The RPD Model: Criticisms and Confusions
Six challenges to the Recognition-Primed Decision (RPD) model.
Posted February 9, 2021 | Reviewed by Ekua Hagan
Is it time to retire the Recognition-Primed Decision (RPD) model? The model initially attracted little attention (Klein, Calderwood & Clinton-Cirocco, 1986). Only when I published Sources of Power (Klein, 1998) did the RPD model come onto peoples’ radar — that was 20 years ago, long enough for it to have become outdated.
Yet the model keeps chugging along, gaining general acceptance as the way people actually make decisions. I am grateful and surprised by the RPD model’s longevity and acclaim; I hope this post doesn’t provoke a backlash.
My goal here is simply to correct some minor confusions and misrepresentations that have emerged over the decades.
The RPD model explains how fireground commanders can make good decisions within seconds. Researchers at the time thought that effective decisions depended on generating a set of options and then comparing them on evaluation dimensions. But what if you don’t have much time, or if an uncertain situation prevents careful evaluation? The RPD model shows how experienced decision-makers can do a good job even with minimal time.
It combines two processes: pattern matching to match the current situation to ones encountered in the past, which identifies reasonable courses of action, and then an evaluation process using mental simulation to imagine how that option would play out and to see if it is going to work. Thus, people can make rapid decisions without generating alternative courses of action, and without doing any comparisons.
Misunderstandings of the RPD model
1. It is a model of gut feelings, as opposed to analysis. This misunderstanding is unfortunately common and ignores the fact that the RPD model has two components: a fast, non-conscious, intuitive pattern-matching and a slower, deliberate, conscious mental simulation to do the analysis/evaluation. These two components map well to the System 1/System 2 account (e.g., Kahneman, 2011).
2. It’s easy to build a computer simulation of the RPD model. It’s only easy if you ignore the mental simulation portion and just address the pattern matching part. Even then, Artificial Intelligence simulations typically rely on reinforcement learning, strengthening and weakening connections based on their success. However, people don’t just weaken connections. We diagnose what went wrong in order to build stronger mental models.
3. The RPD model only applies to time-pressured situations. Initially, I thought this might be the case, but I found that people use the RPD tactic even in slower-paced conditions.
4. The RPD model isn’t scientific — it isn’t testable or falsifiable. I have tested it by studying inexperienced decision-makers. Predictably, they use the RPD tactic less than half the time. I also studied experienced chess players (Klein et al., 1995). If the first option they generated was of random quality, it would falsify the RPD model. The results supported the RPD model — as the model predicts, the first option the skilled chess players consider is of high quality.
Also, the research supporting the RPD model has been replicated several times.
5. The evidence base is fairly thin. Some decision researchers have complained that there aren’t many studies conducted under controlled conditions. A government research sponsor once commented that she would never fund field studies. After someone reminded her that Darwin had relied on field studies, she replied, “And I wouldn’t have funded him, either.”
However, our field studies have shown their value for uncovering dynamics of decision making such as the role of experience. The RPD model describes how people use 10 or 20 years of experience. It is impractical to run controlled studies, employing unfamiliar tasks, and provide that amount of experience. In contrast, decision researchers relying on controlled laboratory conditions failed to grasp the importance of large amounts of experience for making effective decisions.

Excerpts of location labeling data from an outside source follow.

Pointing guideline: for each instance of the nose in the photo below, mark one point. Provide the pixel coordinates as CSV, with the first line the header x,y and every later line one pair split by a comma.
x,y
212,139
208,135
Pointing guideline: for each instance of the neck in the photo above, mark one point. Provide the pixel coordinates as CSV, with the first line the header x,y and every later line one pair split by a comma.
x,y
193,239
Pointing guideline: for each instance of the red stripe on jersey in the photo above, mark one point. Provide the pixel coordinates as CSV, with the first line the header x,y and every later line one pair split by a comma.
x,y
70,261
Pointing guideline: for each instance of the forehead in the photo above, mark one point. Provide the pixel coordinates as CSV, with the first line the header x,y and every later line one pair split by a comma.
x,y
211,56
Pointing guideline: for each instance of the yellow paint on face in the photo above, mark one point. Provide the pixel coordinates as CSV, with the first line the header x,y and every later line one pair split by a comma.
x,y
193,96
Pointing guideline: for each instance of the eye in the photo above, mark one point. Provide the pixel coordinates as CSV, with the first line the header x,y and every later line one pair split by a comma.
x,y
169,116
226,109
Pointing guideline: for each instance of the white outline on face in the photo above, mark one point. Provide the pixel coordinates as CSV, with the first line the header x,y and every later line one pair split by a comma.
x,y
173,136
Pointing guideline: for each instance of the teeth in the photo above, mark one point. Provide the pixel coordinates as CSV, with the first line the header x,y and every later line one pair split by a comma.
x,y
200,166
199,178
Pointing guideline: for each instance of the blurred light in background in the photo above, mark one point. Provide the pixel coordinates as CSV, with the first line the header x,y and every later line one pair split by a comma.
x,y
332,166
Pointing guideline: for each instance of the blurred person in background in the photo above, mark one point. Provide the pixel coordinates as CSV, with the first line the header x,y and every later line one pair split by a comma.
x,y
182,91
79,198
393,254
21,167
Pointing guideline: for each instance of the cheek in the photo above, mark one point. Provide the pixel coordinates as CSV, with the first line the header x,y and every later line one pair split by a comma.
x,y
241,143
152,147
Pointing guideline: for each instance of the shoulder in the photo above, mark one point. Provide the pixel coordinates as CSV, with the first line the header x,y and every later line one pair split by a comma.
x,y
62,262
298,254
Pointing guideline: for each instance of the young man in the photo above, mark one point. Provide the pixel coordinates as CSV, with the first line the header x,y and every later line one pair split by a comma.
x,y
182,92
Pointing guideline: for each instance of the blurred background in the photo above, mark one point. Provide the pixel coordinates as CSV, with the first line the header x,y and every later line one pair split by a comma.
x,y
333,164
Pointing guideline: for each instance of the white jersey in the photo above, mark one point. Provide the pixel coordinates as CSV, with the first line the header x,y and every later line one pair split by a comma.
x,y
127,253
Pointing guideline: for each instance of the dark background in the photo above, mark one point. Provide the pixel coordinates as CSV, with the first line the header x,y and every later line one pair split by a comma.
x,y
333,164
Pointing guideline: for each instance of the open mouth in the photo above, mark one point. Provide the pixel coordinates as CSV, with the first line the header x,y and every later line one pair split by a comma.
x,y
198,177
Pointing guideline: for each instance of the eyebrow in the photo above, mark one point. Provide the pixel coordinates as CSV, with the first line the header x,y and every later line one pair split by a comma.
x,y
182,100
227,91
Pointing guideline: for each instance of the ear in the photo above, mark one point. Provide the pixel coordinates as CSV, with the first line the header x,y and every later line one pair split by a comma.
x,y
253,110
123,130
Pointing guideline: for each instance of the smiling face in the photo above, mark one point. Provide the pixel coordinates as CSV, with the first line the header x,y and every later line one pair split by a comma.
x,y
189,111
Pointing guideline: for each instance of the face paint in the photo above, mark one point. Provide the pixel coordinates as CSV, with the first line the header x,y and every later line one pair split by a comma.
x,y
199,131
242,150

6. The model isn’t useful. I worried about its value when I first started publishing about it, but practitioners are clear that the RPD model has freed them from trying to apply rational choice techniques that don’t fit with complex and ambiguous situations. The RPD model guides a variety of training approaches for effective decision-making.

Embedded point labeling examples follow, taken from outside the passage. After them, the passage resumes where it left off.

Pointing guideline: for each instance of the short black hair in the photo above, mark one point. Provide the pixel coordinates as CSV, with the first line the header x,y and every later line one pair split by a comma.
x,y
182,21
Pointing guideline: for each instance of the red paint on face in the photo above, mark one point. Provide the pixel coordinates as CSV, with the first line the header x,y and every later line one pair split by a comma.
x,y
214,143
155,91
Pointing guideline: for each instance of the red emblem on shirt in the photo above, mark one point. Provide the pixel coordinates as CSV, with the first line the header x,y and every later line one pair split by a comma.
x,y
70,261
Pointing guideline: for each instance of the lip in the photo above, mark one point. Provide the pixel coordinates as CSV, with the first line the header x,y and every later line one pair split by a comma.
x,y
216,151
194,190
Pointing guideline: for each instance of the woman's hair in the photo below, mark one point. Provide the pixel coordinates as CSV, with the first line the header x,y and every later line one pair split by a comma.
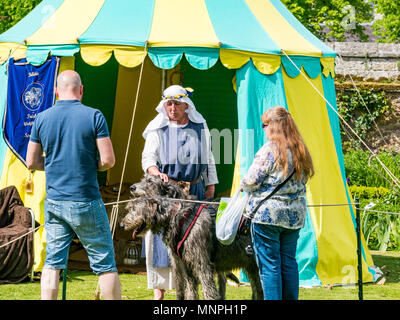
x,y
284,134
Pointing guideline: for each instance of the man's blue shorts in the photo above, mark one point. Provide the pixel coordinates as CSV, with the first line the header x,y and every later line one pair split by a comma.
x,y
89,221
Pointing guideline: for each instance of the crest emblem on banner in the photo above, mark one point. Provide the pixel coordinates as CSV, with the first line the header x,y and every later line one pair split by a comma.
x,y
30,90
32,97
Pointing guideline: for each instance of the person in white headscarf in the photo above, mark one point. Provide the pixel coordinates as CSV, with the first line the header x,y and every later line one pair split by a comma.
x,y
178,148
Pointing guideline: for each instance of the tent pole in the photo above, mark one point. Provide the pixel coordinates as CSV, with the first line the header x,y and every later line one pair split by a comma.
x,y
163,80
64,292
359,265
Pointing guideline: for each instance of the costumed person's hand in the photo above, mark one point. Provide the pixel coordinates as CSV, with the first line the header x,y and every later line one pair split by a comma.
x,y
210,190
155,172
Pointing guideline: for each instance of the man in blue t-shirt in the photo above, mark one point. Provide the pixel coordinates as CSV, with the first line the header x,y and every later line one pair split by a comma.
x,y
76,143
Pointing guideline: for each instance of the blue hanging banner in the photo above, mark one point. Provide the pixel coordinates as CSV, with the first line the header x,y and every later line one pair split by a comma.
x,y
31,90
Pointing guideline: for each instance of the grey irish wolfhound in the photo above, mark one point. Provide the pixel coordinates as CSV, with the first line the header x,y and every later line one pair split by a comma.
x,y
202,254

Recently, Gigerenzer (2019) stated that “… on its 20th anniversary, ‘Sources of Power’ continues to offer relevant directions and corrections of current research on decision-making.” (p. 479).
Gigerenzer, (2019). Expert intuition is not rational choice. American Journal of Psychology, 132, 75-480.
Kahneman, D. (2011). Thinking, fast and slow. Farrar, Straus and Giroux.
Klein, G. (1998/2017). Sources of power: How people make decisions. Cambridge, MA: MIT Press.
Klein, G. A., Calderwood, R., & Clinton-Cirocco, A. (1986). Rapid decision making on the fireground. Proceedings of the Human Factors and Ergonomics Society 30th Annual Meeting, 1, 576-580.
Klein, G., Wolf, S., Militello, L., & Zsambok, C. (1995). Characteristics of skilled option generation in chess. Organizational Behavior and Human Decision Processes, 62(1), 63-69.